I also got a chance to walk past St Clement Danes church on the Aldwych, which is pretty likely to be one of the churches where the Pepys Motet is performed. Its church bells feature in Oranges and Lemons, and it brought back happy memories of near death experiences. It was here that I came within an inch of falling 40 feet onto concrete from the bell tower. Those were the days... And if you feel like listening to Oranges and Lemons, you can do so here.
I've been exhausted all day. I stayed up so late last night working on the Arts Council application that I thought I was going to be sick. I woke up early this morning and continued with the process. I think it's close to being ready, although last-minute references are still coming through, and I've lost all sense of objectivity!
Had lunch with my God daughter, her mother and her mother's mother in Holloway. A very pleasant lunch. Deia (goddaughter) was particularly amusing, using her little trolley to charge at every cabinet and table leg in sight. She seemed particularly angry that the walls weren't giving way.

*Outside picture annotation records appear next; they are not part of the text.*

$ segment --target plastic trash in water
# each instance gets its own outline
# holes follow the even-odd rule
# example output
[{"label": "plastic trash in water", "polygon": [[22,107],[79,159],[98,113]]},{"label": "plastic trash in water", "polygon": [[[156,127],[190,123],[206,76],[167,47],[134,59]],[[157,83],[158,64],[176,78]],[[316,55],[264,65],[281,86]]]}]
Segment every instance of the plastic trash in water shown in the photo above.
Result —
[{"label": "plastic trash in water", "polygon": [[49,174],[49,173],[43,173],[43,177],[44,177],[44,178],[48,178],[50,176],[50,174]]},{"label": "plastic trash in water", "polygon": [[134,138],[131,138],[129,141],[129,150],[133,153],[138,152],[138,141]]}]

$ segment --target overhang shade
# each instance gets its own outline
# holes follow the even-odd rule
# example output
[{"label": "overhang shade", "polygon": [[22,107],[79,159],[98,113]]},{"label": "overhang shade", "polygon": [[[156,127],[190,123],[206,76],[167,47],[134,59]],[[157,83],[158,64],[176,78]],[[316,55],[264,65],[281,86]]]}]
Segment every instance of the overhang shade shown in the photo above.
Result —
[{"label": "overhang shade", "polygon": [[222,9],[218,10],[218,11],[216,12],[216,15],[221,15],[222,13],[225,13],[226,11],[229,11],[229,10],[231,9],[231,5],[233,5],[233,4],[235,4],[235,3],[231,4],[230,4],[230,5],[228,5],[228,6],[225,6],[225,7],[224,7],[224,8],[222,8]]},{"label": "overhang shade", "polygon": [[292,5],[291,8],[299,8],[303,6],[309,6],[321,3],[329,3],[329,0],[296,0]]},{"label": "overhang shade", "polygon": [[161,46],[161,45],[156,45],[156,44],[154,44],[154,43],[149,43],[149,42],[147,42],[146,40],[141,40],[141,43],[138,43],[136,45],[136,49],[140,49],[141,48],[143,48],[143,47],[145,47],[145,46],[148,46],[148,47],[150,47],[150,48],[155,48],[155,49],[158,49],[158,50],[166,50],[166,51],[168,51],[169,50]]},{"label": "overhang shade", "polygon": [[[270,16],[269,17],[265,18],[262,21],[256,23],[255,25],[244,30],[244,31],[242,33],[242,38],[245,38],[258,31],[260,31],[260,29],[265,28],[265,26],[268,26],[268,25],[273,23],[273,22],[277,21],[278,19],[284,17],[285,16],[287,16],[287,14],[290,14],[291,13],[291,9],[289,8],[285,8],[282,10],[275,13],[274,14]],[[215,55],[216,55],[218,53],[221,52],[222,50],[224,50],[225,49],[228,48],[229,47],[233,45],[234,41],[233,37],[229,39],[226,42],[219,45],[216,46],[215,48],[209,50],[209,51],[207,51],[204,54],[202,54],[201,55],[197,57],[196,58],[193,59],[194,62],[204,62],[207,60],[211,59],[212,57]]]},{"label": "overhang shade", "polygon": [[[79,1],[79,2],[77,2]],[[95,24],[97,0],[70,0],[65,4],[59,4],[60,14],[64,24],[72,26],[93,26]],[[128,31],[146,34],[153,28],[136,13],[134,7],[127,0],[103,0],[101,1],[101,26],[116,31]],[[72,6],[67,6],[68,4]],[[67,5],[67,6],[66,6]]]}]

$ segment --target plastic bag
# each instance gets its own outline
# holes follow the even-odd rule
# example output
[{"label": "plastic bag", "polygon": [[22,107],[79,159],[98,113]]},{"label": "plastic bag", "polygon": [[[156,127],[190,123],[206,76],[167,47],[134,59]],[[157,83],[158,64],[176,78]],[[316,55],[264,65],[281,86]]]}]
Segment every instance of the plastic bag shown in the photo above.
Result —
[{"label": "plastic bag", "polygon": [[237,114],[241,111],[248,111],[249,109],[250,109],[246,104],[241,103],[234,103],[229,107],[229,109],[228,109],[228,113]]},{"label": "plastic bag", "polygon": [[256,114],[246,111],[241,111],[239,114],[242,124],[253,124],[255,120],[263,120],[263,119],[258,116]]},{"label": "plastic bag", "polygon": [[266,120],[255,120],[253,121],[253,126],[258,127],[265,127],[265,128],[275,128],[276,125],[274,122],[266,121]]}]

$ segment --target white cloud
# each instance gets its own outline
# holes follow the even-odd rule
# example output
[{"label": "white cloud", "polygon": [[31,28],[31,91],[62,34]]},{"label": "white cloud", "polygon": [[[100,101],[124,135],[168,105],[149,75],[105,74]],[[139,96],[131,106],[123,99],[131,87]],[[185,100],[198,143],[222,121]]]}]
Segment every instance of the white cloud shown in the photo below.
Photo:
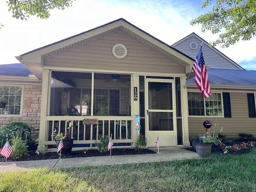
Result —
[{"label": "white cloud", "polygon": [[[56,42],[122,18],[165,43],[171,45],[194,32],[207,42],[217,37],[210,32],[201,32],[190,21],[206,10],[202,0],[121,1],[76,0],[64,10],[54,10],[48,20],[30,16],[28,21],[12,17],[5,1],[0,1],[0,64],[18,62],[14,56]],[[206,10],[207,11],[207,10]],[[216,48],[242,67],[253,63],[256,38],[228,48]],[[250,64],[253,66],[253,64]],[[254,69],[256,69],[256,67]]]}]

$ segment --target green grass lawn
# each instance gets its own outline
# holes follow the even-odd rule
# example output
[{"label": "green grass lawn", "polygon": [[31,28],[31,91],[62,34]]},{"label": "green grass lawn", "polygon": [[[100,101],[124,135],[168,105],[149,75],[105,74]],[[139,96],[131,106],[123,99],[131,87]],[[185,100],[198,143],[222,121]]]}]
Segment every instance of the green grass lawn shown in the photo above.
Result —
[{"label": "green grass lawn", "polygon": [[0,191],[256,191],[256,154],[0,173]]}]

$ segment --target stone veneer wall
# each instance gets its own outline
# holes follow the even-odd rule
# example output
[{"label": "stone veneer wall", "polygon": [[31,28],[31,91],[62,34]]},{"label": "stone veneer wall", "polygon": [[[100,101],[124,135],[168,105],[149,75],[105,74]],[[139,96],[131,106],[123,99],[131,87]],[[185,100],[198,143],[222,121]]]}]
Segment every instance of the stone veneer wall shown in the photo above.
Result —
[{"label": "stone veneer wall", "polygon": [[31,138],[35,140],[39,136],[41,114],[42,85],[24,85],[23,106],[21,117],[0,117],[0,126],[2,127],[9,121],[25,122],[34,129]]}]

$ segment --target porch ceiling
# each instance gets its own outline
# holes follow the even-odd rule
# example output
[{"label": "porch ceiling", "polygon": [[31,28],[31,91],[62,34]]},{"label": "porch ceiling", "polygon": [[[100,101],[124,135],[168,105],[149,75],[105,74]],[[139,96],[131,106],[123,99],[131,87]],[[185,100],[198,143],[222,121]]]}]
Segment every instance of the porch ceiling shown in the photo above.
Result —
[{"label": "porch ceiling", "polygon": [[[68,79],[91,79],[92,74],[90,73],[85,73],[82,72],[53,72],[53,75],[54,77],[57,79],[61,79],[63,77]],[[111,74],[107,73],[94,74],[94,79],[98,79],[108,81],[112,80],[113,78],[112,75],[117,75],[116,78],[121,81],[129,81],[131,80],[130,75],[124,74]]]}]

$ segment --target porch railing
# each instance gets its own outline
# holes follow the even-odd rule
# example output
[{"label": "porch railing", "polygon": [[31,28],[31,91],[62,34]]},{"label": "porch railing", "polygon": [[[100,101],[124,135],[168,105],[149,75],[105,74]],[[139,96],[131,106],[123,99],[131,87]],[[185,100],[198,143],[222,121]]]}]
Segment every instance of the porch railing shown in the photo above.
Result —
[{"label": "porch railing", "polygon": [[[99,124],[84,125],[83,121],[85,118],[96,119]],[[48,145],[48,150],[56,150],[54,130],[64,134],[68,130],[69,121],[71,121],[73,126],[70,135],[74,138],[75,150],[95,148],[95,141],[99,139],[100,135],[108,138],[112,135],[115,144],[114,146],[130,146],[134,142],[132,131],[134,119],[131,116],[48,116],[46,117],[45,144]]]}]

350 years ago, Pepys was his usual busy self. In fact, he had a particularly sociable day, mentioning eleven friends and colleagues by name. He also had a minor spat with his wife, Elizabeth, which ends badly with her being frog-marched home, then sneaking out to see a Gentleman behind his back. Jealousies on both sides tore through their relationship. There were fights and rows. Pepys gave Elizabeth a black eye on one occasion, and on another became so jealous of her dance teacher that he would regularly check the beds for evidence of her infidelity. The lengths a guilty mind will go to!
In the midst of the argy-bargy, Pepys, with a typical lack of subtlety, goes to visit Mrs Jem, who had been, for some days, in quite a state, believing she was ridden with small pox. He found her "up and merry" however, having discovered she was actually suffering from the much less troublesome swine pox, which sounds rather too much like swine 'flu to be taken seriously.